Dr. Reyes Gil’s final case was an acquired platelet function disorder. “Most acquired conditions known to be associated with a platelet dysfunction don’t need to have a platelet aggregation,” she said. “If you know the patient to have a myeloproliferative syndrome and/or thrombocythemia, you don’t need to do platelet aggregation studies.” In some cases where the cause is unknown, though, “it may be helpful.”

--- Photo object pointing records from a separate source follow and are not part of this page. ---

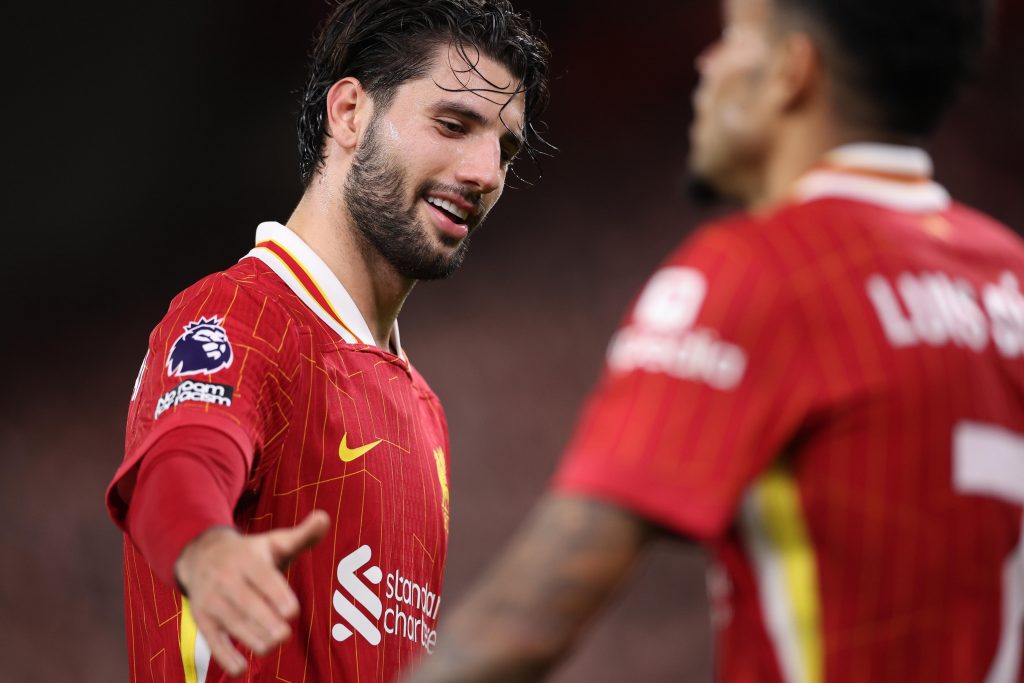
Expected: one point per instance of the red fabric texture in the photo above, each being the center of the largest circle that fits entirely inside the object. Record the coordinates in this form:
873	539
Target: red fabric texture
188	481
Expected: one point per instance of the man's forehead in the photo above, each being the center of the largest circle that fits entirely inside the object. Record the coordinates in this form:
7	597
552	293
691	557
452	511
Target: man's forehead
748	9
470	77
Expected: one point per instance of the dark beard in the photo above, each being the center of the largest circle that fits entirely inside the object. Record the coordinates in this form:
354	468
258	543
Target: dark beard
374	193
702	191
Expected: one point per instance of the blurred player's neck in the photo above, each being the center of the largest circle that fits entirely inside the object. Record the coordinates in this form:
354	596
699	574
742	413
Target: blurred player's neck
379	292
801	140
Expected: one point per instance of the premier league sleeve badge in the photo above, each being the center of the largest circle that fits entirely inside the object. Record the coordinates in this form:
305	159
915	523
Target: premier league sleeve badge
203	349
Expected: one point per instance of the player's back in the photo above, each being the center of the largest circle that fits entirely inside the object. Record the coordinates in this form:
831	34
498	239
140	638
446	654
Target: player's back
886	541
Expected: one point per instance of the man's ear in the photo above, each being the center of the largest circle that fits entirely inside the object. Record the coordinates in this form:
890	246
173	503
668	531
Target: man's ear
800	70
347	107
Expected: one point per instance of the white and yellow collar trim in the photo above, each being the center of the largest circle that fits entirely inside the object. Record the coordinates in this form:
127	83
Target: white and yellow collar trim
311	280
892	176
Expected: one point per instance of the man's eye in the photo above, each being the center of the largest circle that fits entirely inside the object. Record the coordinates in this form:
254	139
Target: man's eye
451	126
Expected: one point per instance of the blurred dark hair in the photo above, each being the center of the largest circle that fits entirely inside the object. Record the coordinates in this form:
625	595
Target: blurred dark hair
899	63
385	43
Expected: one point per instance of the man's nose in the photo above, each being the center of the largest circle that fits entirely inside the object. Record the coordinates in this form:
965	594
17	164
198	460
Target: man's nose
481	166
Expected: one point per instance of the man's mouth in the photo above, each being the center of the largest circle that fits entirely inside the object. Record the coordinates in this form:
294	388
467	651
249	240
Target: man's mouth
455	213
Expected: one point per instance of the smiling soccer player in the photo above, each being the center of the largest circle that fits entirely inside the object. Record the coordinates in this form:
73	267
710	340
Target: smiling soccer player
276	404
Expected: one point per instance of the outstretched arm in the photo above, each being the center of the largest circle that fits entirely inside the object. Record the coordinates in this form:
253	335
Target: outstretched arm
527	610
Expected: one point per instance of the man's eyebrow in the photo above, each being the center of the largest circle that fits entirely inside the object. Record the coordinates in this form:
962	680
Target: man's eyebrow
469	114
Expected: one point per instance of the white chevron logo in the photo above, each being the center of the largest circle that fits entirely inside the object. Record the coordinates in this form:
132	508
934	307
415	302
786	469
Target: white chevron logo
358	591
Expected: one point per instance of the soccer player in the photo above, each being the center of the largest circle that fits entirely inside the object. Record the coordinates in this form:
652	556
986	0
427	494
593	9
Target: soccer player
827	391
276	404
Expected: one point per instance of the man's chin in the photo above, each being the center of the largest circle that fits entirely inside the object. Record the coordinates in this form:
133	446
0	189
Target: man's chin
702	189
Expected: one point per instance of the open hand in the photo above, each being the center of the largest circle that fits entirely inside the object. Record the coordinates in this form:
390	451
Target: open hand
237	588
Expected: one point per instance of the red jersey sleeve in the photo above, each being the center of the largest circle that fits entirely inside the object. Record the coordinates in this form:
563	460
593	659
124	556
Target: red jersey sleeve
704	385
222	358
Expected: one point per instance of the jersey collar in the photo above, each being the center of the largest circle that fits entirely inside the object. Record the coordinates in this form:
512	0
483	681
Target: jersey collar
310	279
888	175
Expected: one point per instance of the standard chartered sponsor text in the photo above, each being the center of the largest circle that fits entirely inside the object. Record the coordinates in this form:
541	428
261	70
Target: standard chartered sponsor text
415	610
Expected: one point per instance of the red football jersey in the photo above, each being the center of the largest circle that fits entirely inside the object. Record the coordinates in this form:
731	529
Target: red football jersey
273	352
832	397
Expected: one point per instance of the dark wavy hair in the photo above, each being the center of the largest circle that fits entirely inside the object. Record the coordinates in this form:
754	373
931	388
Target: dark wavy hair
899	63
385	43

In this case, a 53-year-old male was being treated with multiple chemotherapeutic agents for stage IV colon cancer. Every time he received chemotherapy infusions, his platelet count dropped significantly. The patient’s hematologist requested that the laboratory test each individual chemotherapy drug in the patient’s blood just before his next chemotherapy cycle. The platelet aggregation results showed no aggregation with the drug fluorouracil but a strong platelet aggregation with low and higher doses of the drug leucovorin, but not with the control. A large ATP release was also shown with leucovorin.

“We looked at the clot formation in the electrode that we put in the cuvette with the blood, and we were able to see a very large clot with only leucovorin in this patient but not in the control,” Dr. Reyes Gil said.

“Most times we don’t do platelet aggregation studies for acquired conditions,” she said, “but in this particular case, it was extremely useful.” The patient’s thrombocytopenia improved after withdrawal of leucovorin. “This was likely a drug-induced autoantibody that induces platelet activation in the presence of the drug. This can be confirmed by flow cytometry, but only a few laboratories offer this test.”

Amy Carpenter Aquino is CAP TODAY senior editor.